PHOENIX – Concerned citizens and environmental groups are urging the fast good giant McDonald's to follow through on a promise to reduce pesticide use in the production of potatoes used to make its French fries.

Under pressure from shareholders, McDonald's laid out a plan in 2009 for reduced pesticide use.

But that effort has fallen flat, according to Norma Smith, who says nothing's changed on the potato farms near her home in rural Minnesota.

"They are still spraying the fields every five to seven days, all summer long,” she says. “Still planting next to places where a lot of us live, when we have no choice about it."

Smith says the pesticide drifts have made her and her husband ill and sickened their sheep to the point that they had to give up the flock.

In response to the launch of the new Toxic Taters campaign, McDonald's says it's working with its suppliers on more diligent use of all inputs, including pesticides.

McDonald's has 278 locations in Arizona.

Another person urging McDonald's to change its practices is Robert Shimek from Minnesota's White Earth Indian reservation.

Shimek says with the pesticide drift and before that, contaminated groundwater, many of those who live near potato production areas have almost become accustomed to the negative impacts.

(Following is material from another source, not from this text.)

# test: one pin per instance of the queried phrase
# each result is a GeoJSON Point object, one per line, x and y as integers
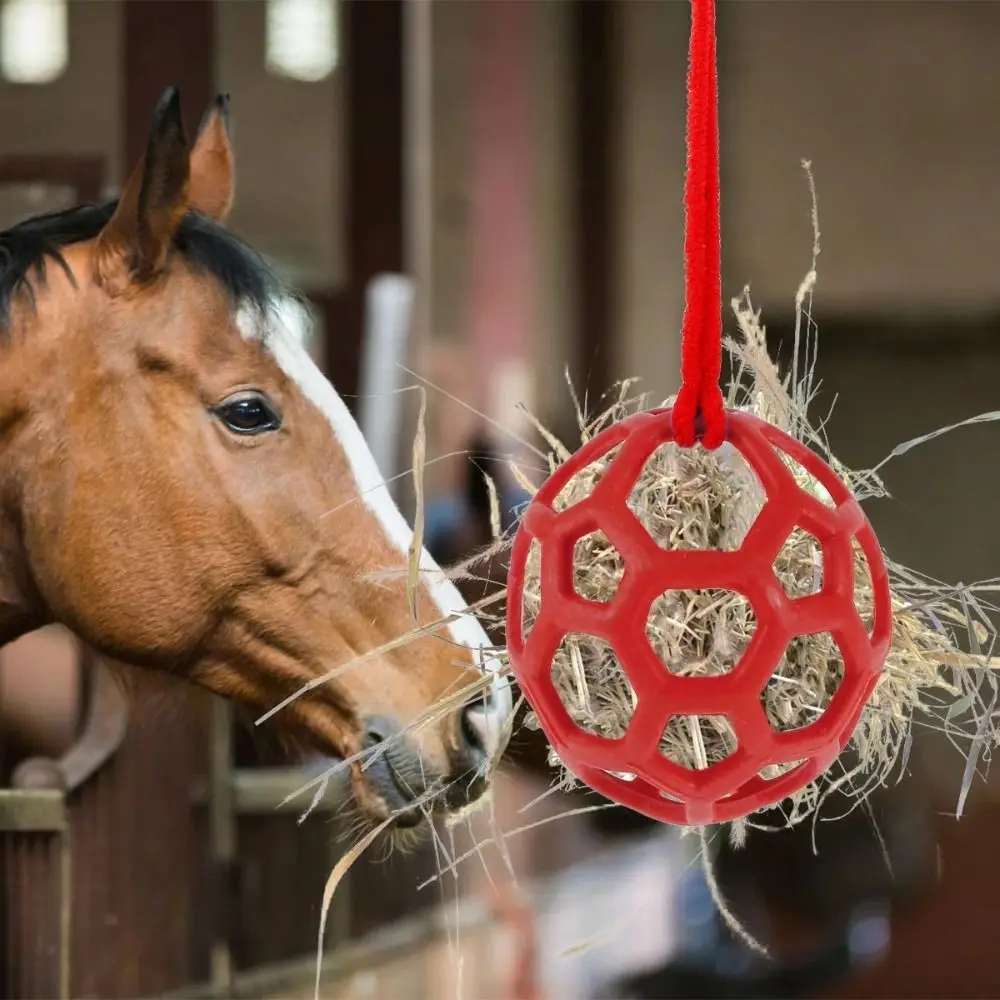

"It's normal to be sick,” he says. “It's normal to have these peculiar types of cancer.

“It's normal to have immune system disorders in many of these communities, because it's just been going on for so long and crept in so gradually, that people think it's a normal way of living."

Research published in the journal Environmental Health Perspectives found that skin, lung and intestinal irritations are linked to some incidences of pesticide drift, with the most acute reactions among children.

With little changed in the five years since McDonald's rolled out its pesticide reduction plans, Shimek is now hoping consumers will become better educated about the consequences.

"Now, it's time to move on to the consumers and let them know that, as they roll through the drive-through at these McDonald's restaurants, that they're contributing to the harmful health and environmental impacts," he says.